Un fort pourcentage n’est-il pas produit au Mexique puis importé aux Etats-Unis?
Sans doute, mais les titres de presse paraissent parfois exagérer cet impact. BMW continuera à vendre des automobiles qui ne seront pas affectés par ces droits de douane.
Au plan global, je pense que la tendance consistera de plus en plus à fabriquer directement aux Etats-Unis, ce qui limitera les coûts de transport et permettra d’échapper aux barrières douanières.
«Aujourd’hui, depuis l’arrivée de Donald Trump, la surpondération européenne se justifie enfin dans le nouvelle donne sur les fondamentaux.

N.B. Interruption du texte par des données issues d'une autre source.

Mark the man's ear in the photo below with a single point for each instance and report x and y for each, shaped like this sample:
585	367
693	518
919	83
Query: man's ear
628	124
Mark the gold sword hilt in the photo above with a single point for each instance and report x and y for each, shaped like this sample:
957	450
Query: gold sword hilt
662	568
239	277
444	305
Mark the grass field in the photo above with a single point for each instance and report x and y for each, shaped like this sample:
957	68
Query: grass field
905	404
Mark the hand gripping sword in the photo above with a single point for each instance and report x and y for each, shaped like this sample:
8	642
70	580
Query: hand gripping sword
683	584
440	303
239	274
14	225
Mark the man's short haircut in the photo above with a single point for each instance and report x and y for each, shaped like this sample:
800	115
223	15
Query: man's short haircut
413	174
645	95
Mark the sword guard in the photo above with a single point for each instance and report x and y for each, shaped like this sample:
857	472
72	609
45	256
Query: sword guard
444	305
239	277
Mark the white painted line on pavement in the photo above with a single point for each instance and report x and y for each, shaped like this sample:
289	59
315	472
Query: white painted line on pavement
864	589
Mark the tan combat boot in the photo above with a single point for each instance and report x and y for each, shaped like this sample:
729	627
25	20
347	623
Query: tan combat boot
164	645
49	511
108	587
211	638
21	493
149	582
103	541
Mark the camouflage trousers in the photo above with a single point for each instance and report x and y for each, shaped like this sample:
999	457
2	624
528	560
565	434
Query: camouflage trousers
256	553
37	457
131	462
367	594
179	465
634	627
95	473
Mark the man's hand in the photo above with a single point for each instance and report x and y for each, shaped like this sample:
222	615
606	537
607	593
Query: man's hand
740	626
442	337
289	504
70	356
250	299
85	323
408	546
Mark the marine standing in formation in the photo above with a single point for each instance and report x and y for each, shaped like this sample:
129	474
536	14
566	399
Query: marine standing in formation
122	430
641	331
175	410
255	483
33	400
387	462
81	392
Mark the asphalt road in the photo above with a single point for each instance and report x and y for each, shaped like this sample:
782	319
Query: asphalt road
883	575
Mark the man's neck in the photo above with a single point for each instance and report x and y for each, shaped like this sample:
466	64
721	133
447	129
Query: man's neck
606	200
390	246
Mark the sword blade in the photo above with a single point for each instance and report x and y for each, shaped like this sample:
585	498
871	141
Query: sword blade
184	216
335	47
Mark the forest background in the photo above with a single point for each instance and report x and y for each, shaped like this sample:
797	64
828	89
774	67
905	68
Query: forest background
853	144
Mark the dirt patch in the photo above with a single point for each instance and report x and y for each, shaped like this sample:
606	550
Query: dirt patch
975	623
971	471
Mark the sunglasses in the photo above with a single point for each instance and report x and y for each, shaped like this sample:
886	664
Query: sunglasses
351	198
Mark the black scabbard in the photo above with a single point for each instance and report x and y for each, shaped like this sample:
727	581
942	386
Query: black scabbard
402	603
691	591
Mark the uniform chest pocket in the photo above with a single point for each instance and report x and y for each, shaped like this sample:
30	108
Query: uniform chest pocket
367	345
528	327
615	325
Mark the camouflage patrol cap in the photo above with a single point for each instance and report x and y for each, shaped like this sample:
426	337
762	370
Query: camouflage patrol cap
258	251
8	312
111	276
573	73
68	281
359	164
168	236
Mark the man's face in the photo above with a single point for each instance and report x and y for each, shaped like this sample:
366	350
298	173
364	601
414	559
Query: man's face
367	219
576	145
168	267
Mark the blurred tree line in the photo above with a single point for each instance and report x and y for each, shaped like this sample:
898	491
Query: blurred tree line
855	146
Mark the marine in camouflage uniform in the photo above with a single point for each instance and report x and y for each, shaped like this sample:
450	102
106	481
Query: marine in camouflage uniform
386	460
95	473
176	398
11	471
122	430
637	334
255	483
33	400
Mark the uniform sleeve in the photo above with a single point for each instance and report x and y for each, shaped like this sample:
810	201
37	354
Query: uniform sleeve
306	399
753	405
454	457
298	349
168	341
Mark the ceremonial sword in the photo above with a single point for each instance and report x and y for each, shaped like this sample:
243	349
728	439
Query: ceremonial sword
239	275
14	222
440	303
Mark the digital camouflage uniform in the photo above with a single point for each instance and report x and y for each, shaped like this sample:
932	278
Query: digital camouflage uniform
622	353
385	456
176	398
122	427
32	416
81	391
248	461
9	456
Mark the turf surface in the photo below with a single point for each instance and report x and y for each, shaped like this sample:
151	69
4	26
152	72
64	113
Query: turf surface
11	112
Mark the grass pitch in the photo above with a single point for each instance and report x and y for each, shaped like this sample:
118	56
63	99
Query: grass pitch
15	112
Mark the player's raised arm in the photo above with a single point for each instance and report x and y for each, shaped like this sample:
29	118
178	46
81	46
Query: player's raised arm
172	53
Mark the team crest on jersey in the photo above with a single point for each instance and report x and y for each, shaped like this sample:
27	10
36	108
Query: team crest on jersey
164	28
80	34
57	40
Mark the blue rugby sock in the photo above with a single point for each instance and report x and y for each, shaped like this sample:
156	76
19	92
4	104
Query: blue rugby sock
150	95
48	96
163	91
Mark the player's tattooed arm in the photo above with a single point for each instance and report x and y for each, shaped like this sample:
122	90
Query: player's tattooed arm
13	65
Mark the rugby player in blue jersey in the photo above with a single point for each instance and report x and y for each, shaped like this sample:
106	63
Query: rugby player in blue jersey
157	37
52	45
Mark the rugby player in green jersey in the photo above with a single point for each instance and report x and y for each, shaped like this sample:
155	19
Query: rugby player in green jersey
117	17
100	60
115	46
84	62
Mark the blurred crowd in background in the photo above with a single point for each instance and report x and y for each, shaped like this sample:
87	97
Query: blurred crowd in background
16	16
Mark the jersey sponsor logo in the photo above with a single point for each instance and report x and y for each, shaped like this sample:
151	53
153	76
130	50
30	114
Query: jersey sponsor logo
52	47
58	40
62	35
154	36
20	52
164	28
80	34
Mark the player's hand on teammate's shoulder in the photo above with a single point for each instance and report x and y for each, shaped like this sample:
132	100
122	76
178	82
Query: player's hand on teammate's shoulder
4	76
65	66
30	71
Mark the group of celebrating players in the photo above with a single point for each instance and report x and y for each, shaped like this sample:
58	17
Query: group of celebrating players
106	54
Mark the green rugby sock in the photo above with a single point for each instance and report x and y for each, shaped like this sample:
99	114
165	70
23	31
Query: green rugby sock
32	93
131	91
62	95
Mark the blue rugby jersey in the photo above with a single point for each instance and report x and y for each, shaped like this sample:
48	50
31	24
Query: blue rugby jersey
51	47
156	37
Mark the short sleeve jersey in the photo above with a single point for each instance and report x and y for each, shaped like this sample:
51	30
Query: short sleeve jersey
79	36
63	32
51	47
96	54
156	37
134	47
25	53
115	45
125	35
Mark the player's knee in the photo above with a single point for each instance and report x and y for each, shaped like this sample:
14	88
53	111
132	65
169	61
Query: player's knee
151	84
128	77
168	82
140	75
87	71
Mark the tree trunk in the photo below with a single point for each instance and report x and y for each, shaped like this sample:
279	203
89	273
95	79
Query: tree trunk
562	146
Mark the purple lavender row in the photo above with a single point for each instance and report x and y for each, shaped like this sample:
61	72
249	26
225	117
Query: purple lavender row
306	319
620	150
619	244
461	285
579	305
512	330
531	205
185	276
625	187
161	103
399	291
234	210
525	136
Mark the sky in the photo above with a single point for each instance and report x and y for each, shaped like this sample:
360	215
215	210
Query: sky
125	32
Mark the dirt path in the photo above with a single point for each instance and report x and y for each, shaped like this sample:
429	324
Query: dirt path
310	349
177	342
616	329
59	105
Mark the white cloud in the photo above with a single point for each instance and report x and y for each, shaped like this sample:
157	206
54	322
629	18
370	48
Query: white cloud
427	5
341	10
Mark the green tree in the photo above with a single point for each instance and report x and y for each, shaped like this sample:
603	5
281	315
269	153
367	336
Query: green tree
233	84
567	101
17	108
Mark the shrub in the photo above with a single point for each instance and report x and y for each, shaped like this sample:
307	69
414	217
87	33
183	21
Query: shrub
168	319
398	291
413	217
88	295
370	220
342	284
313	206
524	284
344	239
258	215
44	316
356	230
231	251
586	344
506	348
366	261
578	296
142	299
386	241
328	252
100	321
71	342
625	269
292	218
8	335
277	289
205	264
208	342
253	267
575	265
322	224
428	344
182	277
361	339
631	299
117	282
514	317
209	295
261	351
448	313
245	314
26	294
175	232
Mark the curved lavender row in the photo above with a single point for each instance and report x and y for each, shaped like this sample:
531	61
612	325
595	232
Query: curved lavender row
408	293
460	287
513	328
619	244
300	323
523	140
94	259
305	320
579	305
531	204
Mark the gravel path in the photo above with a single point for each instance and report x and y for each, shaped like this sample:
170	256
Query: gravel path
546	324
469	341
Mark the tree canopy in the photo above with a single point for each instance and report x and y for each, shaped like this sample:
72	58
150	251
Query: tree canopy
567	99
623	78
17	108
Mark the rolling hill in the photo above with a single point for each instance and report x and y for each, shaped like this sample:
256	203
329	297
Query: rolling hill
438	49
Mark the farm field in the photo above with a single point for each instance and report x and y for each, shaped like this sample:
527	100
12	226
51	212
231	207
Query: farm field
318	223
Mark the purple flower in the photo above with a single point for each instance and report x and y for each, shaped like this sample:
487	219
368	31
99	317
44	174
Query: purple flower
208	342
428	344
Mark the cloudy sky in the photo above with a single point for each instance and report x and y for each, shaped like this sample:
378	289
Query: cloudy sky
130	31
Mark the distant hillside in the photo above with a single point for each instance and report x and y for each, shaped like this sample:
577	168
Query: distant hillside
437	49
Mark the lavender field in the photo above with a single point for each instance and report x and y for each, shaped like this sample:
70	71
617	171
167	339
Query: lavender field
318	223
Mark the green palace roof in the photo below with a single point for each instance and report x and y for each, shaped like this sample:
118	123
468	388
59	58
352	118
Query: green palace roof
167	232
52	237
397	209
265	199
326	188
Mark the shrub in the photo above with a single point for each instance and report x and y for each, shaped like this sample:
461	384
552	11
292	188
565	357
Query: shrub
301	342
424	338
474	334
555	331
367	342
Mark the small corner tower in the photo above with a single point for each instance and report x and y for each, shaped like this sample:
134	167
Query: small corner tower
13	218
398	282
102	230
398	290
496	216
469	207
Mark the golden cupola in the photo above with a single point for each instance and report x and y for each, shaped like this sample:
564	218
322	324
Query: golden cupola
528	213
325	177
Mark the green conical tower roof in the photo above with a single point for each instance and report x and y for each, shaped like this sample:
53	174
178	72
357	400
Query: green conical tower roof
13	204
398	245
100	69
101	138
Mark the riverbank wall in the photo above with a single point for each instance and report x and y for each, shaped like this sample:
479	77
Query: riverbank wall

L’estimation des effets des tarifs est un exercice qui s’avère assez périlleux. Il ne faut pas seulement calculer les produits importés aux Etats-Unis mais aussi les composants de ces produits. L’impact sur les résultats apparaîtra quand les entreprises répercuteront ces droits sur leurs prix. Or l’effet sur les prix interviendra avant celui sur les volumes. En augmentant le prix des importations, les barrières douanières péjorent, dans un premier temps, le solde de la balance commerciale. Ce n’est que lorsque cette augmentation des prix entraîne une diminution du volume des importations que la situation peut s’améliorer, à condition toutefois que l’effet quantité domine l’effet prix. En l’occurrence, cela veut dépendre de l’élasticité de la demande au prix pour les importations, comme pour les exportations.
Le calcul de ces effets est difficile à modéliser, d’autant qu’il faudra attendre les réactions des partenaires commerciaux. Et attendre que l’on connaisse les niveaux définitifs des droits de douane. La visibilité est trop faible aujourd’hui.
Est-ce que les Etats-Unis entreront en récession?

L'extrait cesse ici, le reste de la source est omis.